Pendapat beliau berdua ini tidak bisa dibenarkan, karena meskipun Kedua hadits tersebut menunjukkan tentang keutamaan membacakan surat Yasin atas orang yang hampir meninggal, namun kedua hadits tersebut berderajat dla’if karena pada kedua hadits tersebut terdapat cacat. Pada hadits Abu Ad-Darda’ terdapat rawi yang matruk dan majhul , sedang pada hadits Abdullah bin Samhaj terdapat rawi dla’if dan rawi majhul . Sehingga kedua hadits tersebut tidak dapat dijadikan sebagai hujah.
Dengan demikian, dapat disimpulkan bahwa pendapat disukai membacakan surat Yasin atas orang yang hampir meninggal itu tertolak, lantaran hadits-hadits yang dijadikan dasar hukum tersebut lemah. والله أعلم

2 Pendapat makruh membacakan surat Yasin
Mereka yang berpendapat demikian adalah sebagian ulama Malikiyah. Mereka menganggapnya sebagai amalan yang makruh dengan alasan bahwa perbuatan tersebut bukanlah dari pengamalan orang-orang salaf. Pernyataan mereka pun tidak terbatas pada surat Yasin tetapi juga pada semua surat yang ada di dalam Al-Quran.
Menurut penulis, makruh yang dituturkan oleh sebagian ulama Al-Malikiyah tersebut adalah makruh yang berarti haram. Hal ini berdasarkan qaidah yang menyatakan bahwa makruh menurut imam malik adalah haram. Abdul Hamid Hakim menyatakan:
قَدْ قَالَ مَالِكٌ فِى كَثِيْرٍ مِنْ أَجْوِبَتِهِ أَكْرَهُ كَذَا وَهُوَ حَرَامٌ. فَمِنْهَا أَنَّ مَالِكًا نَصَّ عَلَى كَراَهَةِ الشَّطْرَنْجِ, وَهذاَ عِنْدَ أَكْثَرِ أَصْحَابِهِ عَلَى التَحْريْمِ.
Artinya:
Sungguh Malik telah banyak menjawab (dari berbagai pertanyaan yang diajukan kepadanya): Aku menganggap makruh yang demikian itu, sedangkan perkara yang makruh (oleh Malik) itu adalah haram. dari sebagian contoh jawabannya adalah bahwa Malik menentukan permainan catur hukumnya makruh, sedangkan pernyataan makruh oleh Malik ini menurut kebanyakan sahabatnya adalah haram.

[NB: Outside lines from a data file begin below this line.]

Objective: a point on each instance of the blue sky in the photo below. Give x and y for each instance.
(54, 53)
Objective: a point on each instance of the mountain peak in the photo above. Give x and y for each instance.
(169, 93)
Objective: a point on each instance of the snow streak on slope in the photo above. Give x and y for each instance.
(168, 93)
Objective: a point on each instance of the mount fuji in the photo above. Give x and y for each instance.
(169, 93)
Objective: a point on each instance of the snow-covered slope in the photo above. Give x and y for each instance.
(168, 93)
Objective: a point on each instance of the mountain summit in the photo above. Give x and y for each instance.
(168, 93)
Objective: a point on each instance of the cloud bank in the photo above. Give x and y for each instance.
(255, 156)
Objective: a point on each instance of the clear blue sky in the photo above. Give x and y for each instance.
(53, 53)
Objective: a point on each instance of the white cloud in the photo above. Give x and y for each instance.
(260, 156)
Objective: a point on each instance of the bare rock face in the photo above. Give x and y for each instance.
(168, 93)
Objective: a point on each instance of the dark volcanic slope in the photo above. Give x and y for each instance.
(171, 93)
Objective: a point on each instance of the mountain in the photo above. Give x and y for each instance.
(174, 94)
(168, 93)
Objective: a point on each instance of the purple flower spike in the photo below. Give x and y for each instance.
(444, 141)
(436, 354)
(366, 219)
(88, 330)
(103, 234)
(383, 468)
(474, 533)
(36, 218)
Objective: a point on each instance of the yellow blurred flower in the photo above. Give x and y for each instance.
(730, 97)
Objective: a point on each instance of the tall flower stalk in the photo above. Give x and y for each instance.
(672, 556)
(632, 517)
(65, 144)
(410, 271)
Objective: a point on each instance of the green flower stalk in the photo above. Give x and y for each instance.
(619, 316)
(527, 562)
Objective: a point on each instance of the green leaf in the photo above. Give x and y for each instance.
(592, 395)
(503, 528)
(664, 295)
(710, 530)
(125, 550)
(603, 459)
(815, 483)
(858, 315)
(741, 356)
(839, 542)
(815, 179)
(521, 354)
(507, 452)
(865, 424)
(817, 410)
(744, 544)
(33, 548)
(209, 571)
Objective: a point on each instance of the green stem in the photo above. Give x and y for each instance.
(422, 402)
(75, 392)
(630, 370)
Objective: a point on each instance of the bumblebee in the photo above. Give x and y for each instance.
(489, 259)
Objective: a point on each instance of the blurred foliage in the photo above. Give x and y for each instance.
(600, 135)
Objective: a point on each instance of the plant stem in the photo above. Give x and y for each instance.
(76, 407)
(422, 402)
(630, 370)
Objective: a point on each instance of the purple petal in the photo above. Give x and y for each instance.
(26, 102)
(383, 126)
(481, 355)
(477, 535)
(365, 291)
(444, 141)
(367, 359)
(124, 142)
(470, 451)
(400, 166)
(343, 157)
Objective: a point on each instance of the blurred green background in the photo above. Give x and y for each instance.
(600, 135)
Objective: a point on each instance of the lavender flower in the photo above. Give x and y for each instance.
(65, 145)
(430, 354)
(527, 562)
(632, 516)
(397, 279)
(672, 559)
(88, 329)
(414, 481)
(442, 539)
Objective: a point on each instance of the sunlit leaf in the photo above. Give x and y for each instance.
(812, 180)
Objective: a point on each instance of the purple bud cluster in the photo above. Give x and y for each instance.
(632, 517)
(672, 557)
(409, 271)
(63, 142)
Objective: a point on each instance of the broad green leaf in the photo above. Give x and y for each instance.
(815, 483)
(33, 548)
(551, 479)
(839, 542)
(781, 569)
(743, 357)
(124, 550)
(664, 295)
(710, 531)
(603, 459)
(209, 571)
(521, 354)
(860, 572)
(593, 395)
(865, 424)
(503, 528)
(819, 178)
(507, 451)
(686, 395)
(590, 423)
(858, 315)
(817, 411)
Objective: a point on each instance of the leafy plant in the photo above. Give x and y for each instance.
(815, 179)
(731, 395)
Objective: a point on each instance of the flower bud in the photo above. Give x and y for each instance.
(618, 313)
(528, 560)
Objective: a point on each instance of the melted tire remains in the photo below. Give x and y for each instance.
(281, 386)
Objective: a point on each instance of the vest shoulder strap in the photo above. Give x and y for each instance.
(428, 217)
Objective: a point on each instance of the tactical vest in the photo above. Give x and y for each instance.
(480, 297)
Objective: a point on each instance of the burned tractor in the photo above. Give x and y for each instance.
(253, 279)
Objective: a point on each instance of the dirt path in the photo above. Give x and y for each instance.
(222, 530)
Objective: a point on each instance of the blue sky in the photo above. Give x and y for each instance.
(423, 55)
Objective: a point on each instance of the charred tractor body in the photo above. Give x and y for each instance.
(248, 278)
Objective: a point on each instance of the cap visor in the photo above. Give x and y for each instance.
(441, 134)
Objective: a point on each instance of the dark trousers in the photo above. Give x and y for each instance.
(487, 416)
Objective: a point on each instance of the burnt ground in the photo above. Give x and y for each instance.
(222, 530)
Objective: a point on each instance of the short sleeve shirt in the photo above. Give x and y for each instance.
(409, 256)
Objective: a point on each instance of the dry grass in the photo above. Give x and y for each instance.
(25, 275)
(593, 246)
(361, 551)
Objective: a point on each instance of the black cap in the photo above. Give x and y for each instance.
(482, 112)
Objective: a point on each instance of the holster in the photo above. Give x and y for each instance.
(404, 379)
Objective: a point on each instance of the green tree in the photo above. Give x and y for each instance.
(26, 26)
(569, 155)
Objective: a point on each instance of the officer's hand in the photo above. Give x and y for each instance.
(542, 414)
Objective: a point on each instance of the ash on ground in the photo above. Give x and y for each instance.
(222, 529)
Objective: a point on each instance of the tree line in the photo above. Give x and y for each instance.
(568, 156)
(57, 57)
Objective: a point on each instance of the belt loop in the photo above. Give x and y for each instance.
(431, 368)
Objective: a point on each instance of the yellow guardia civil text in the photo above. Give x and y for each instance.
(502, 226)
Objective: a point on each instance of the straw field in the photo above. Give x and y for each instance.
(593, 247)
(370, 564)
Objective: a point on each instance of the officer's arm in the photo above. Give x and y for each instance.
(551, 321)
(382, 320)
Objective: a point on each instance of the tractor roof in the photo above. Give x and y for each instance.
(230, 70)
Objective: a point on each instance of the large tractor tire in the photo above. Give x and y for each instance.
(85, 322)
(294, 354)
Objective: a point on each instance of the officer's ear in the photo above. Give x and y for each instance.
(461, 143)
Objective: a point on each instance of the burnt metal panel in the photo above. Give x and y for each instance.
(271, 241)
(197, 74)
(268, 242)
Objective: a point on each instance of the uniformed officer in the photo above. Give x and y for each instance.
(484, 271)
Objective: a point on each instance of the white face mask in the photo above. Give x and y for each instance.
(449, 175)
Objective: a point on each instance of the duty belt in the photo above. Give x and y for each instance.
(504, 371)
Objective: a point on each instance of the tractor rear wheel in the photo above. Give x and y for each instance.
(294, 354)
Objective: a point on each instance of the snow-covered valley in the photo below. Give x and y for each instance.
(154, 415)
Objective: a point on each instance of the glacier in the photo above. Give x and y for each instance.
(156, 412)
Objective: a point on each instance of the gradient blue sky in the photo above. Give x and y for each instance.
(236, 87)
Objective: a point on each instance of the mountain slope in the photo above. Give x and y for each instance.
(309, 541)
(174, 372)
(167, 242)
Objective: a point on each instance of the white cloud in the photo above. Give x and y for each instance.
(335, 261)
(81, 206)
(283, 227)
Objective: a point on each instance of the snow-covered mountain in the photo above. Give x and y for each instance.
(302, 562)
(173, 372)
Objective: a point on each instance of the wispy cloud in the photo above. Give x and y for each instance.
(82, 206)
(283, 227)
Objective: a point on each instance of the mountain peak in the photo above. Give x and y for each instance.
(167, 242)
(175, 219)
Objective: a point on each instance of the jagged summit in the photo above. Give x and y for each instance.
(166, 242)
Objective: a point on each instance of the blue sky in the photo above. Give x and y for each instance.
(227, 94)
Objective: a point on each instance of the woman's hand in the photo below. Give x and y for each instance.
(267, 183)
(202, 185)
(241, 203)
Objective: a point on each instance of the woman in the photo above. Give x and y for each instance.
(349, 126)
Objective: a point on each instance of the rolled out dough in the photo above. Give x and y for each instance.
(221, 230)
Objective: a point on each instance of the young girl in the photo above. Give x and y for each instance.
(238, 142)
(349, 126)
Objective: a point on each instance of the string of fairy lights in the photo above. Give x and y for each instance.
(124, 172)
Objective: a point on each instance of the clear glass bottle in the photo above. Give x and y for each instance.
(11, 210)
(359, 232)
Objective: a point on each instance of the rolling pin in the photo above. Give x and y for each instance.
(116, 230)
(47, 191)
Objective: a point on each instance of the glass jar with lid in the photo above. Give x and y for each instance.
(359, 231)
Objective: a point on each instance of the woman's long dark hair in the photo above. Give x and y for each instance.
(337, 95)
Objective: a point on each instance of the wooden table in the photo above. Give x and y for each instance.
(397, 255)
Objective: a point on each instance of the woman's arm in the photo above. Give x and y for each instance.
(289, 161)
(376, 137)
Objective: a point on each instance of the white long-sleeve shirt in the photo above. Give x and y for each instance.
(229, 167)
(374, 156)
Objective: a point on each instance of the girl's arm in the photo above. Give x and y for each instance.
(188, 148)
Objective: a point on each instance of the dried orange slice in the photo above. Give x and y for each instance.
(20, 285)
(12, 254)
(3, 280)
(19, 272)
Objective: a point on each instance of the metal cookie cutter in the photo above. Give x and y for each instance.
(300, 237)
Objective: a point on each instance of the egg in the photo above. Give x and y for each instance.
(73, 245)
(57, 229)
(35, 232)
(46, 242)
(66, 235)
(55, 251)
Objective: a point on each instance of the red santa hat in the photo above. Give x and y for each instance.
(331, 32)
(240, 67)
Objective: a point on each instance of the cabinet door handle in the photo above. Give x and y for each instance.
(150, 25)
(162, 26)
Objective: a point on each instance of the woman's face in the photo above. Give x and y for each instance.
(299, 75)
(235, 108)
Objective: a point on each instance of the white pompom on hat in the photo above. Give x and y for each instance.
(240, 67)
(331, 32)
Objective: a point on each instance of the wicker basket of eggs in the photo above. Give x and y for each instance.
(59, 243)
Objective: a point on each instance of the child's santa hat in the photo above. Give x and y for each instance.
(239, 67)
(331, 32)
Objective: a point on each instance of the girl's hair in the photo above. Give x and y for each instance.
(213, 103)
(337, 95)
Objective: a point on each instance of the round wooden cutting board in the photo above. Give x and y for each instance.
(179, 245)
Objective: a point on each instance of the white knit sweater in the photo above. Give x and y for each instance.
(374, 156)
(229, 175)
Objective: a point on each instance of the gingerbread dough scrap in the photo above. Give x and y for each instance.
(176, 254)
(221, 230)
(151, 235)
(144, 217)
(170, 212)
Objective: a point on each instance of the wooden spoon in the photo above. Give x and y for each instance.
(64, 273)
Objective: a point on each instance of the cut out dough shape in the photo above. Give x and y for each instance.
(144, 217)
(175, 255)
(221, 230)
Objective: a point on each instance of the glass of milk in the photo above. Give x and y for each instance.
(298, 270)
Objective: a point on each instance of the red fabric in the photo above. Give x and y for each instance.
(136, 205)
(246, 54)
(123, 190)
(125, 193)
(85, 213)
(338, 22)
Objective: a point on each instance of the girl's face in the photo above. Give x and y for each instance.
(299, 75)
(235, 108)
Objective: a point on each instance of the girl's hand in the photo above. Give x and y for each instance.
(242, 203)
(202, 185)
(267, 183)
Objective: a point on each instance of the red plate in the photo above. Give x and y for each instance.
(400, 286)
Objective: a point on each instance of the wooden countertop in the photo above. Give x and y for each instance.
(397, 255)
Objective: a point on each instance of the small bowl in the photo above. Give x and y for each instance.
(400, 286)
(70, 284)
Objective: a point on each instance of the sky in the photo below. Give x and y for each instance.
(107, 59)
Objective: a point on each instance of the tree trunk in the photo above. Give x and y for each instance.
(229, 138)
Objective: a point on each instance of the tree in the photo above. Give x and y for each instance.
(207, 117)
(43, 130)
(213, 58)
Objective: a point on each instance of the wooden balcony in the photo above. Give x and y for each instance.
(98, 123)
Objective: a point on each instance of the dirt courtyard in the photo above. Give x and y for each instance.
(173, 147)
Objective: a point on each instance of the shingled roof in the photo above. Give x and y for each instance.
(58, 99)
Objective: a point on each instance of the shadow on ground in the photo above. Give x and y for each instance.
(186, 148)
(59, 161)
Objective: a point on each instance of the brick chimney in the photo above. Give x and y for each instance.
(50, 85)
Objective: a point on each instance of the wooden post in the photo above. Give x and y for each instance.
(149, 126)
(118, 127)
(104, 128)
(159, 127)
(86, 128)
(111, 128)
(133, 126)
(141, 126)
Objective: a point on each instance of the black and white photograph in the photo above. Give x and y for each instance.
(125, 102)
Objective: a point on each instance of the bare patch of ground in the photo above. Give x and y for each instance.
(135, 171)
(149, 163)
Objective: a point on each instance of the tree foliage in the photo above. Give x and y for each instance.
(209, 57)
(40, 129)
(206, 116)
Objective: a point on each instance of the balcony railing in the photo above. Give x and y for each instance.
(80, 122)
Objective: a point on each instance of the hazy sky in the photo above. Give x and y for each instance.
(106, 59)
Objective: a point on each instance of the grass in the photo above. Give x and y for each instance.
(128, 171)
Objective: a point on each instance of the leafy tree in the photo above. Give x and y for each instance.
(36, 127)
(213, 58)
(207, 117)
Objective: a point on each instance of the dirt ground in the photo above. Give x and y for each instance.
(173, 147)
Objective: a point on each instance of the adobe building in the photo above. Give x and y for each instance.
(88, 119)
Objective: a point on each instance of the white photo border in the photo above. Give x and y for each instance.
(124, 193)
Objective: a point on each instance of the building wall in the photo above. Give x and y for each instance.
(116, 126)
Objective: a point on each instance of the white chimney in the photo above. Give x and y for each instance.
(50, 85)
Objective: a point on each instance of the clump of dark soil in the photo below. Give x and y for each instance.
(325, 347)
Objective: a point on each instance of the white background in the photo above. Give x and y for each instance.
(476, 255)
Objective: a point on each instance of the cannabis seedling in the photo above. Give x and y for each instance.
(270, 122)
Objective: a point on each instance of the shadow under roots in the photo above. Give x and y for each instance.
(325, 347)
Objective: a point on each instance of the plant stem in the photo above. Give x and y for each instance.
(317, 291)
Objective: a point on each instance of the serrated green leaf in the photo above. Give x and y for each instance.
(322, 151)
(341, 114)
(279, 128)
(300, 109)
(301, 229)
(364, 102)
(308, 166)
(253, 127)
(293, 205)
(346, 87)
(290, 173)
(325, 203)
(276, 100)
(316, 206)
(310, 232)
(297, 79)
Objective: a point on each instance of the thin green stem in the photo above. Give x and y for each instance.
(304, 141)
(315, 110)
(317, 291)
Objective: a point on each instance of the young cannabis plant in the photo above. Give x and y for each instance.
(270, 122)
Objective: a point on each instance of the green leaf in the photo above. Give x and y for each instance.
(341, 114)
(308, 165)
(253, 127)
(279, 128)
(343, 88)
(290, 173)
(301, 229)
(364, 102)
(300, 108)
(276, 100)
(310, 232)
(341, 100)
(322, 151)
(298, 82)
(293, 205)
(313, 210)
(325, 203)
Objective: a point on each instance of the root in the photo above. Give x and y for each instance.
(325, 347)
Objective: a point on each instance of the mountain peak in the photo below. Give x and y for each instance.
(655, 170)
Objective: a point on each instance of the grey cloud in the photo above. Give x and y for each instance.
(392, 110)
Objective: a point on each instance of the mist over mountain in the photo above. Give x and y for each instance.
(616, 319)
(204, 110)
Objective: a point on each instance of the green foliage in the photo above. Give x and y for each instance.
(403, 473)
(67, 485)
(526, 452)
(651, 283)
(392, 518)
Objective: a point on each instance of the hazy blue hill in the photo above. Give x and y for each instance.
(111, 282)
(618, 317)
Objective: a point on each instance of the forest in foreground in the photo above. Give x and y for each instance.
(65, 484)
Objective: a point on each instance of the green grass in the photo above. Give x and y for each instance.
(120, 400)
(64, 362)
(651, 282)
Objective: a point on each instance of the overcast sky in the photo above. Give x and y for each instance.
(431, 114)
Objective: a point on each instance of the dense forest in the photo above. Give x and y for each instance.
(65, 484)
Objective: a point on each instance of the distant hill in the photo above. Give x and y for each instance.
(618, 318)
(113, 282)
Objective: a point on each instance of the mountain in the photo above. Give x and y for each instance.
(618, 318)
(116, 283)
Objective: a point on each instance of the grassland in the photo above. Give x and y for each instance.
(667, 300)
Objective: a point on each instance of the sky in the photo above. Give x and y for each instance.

Dari nukilan tersebut, dapat diambil pengertian bahwa kebanyakan sahabatnya menyatakan makruh yang dimaksudkan oleh Imam Malik adalah makruh dalam artian haram. Oleh karena itu, tidak mustahil jika pengikutnya, yakni ulama Al-Malikiyah mengikuti cara beliau dalam menyatakan suatu hukum, sehingga mereka menggunakan cara tersebut dalam menyatakan keharaman suatu perbuatan.
Adapun alasan yang mereka kemukakan bahwa perbuatan tersebut bukan dari pengamalan orang-orang salaf, tidak bisa diterima sepenuhnya. Hal ini disebabkan oleh makna orang-orang salaf (dalam kaitannya dengan pembahasan din) adalah orang-orang muslim yang hidup pada zaman Nabi Muhammad sallallaahu ‘alaihi wa sallam. sampai abad ke-3 H . Mereka terdiri dari para sahabat, tabi’in, tabi’u at-tabi’in dan atba’u at-tab’u At-Tabi’in . Dengan demikian tidak menutup kemungkinan bahwa menurut mereka (sebagian ulama Al-Malikiyah), perbuatan Tabi’in, tabi’u At-Tabi’in dan Atba’u At-Tabi’u At-Tabi’in bisa dijadikan hujjah dalam beramal. Padahal setiap perbuatan yang berkaitan dengan ibadah haruslah berasal dari Allah dan RasulNya.
Adapun pendapat mereka tentang keharaman membacakan surat Yasin tersebut dapat diterima, karena tidak ada dalil yang dapat dijadikan hujah dalam beramal.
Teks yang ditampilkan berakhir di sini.